For me, the fact that we are human and that we can experience empathy is at the forefront of what I teach and why I teach. The future is tomorrow, next week and when I no longer walk this planet. I need my students to gain dispositions that prepare them to look after each other and the planet. They need to be problem-solvers in order to fix the problems caused by, well, humans…
Last week I was fortunate to be at the launch of Mixiply, a sandbox platform for augmented reality game-making. This platform was developed by a group of Year 7, 8 and 9 students who call themselves The Mini Devs and a company called Theta. Pretty exciting stuff! Marianne Malstrom, the teacher at the heart of the Mini Devs is a great advocate for students learning through creating their own content and this was a great example of this. But what really got me was that when these students got up to speak about the work that they had been doing, they spoke confidently and passionately. Here they were communicating with an audience of parents, teachers and media about their work. Not their school work, their actual work. Their contribution to something bigger than themselves.

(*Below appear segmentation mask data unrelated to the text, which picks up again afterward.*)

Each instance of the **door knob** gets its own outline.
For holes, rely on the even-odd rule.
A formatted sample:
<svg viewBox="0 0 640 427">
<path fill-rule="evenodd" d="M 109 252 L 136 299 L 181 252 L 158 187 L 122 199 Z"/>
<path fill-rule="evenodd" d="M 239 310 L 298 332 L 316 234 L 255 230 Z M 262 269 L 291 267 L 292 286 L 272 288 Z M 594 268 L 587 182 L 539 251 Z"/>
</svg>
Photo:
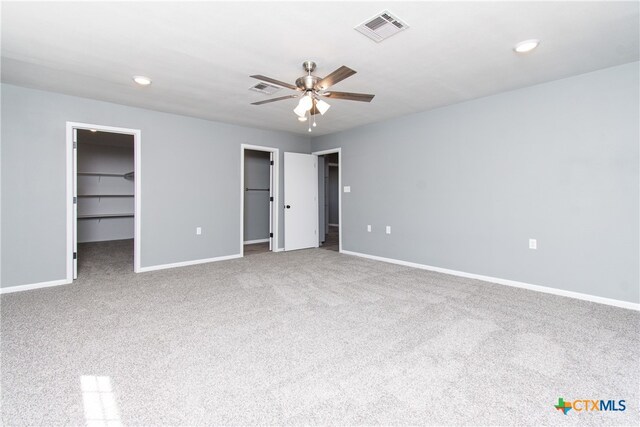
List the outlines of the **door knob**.
<svg viewBox="0 0 640 427">
<path fill-rule="evenodd" d="M 287 205 L 287 206 L 285 206 L 285 208 L 291 209 L 291 205 Z"/>
</svg>

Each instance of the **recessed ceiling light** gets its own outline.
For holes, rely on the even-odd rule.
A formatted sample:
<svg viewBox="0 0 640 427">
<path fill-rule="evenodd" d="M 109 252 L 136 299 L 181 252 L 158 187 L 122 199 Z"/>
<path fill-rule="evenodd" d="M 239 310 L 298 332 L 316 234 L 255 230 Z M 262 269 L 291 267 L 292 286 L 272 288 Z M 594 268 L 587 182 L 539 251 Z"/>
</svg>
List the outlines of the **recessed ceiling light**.
<svg viewBox="0 0 640 427">
<path fill-rule="evenodd" d="M 518 53 L 527 53 L 537 48 L 539 44 L 540 44 L 540 40 L 536 40 L 536 39 L 524 40 L 516 44 L 513 50 L 515 50 Z"/>
<path fill-rule="evenodd" d="M 145 76 L 133 76 L 133 81 L 140 86 L 149 86 L 151 84 L 151 79 Z"/>
<path fill-rule="evenodd" d="M 96 129 L 89 129 L 91 132 L 96 133 L 98 132 Z"/>
</svg>

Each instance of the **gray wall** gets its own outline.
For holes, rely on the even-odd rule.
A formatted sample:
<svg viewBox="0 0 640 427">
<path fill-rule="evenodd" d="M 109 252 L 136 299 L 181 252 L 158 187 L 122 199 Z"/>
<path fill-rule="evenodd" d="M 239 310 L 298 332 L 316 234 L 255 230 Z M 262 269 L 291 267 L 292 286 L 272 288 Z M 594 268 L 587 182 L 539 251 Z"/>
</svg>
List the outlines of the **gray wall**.
<svg viewBox="0 0 640 427">
<path fill-rule="evenodd" d="M 244 186 L 251 189 L 267 189 L 271 181 L 269 153 L 245 150 Z M 244 240 L 269 238 L 269 192 L 245 191 Z"/>
<path fill-rule="evenodd" d="M 313 151 L 342 147 L 344 249 L 639 302 L 638 73 L 313 139 Z"/>
<path fill-rule="evenodd" d="M 78 172 L 122 174 L 131 172 L 133 136 L 128 147 L 83 143 L 78 132 Z M 135 210 L 133 197 L 81 197 L 95 194 L 134 194 L 134 181 L 123 176 L 81 175 L 78 184 L 78 216 L 122 214 Z M 133 239 L 133 218 L 79 218 L 78 242 Z M 79 248 L 79 252 L 82 252 Z M 80 253 L 80 256 L 82 254 Z"/>
<path fill-rule="evenodd" d="M 280 148 L 280 177 L 285 151 L 310 148 L 285 132 L 7 84 L 1 117 L 3 287 L 65 278 L 66 121 L 141 130 L 143 267 L 239 253 L 240 144 Z"/>
</svg>

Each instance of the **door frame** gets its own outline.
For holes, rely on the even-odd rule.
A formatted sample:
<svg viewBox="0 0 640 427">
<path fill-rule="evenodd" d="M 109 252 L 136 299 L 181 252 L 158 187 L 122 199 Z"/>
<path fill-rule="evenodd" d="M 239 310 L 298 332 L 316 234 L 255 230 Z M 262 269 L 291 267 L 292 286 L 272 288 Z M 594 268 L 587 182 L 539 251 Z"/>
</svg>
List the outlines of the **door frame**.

So this got me thinking. These kids already feel valued as contributors to society, to the future. How do we get all students to have this sense of connection to their futures. We (we being the operative word here) keep deciding on what we think that they will need in the future, but what do they actually need now? How can “we” help them connect to the future? How can “we” encourage them to want to be better human beings? To want to make a difference? To know that they can make a difference?
New Zealand is my context so therefore understanding our past will help with our present and our future. Connecting with our indigenous ways of being, seeing ourselves as kaitiaki of this whenua, as natural innovators, communicators, discoverers. Let us re-design what “school” is with our students. Let us be human together.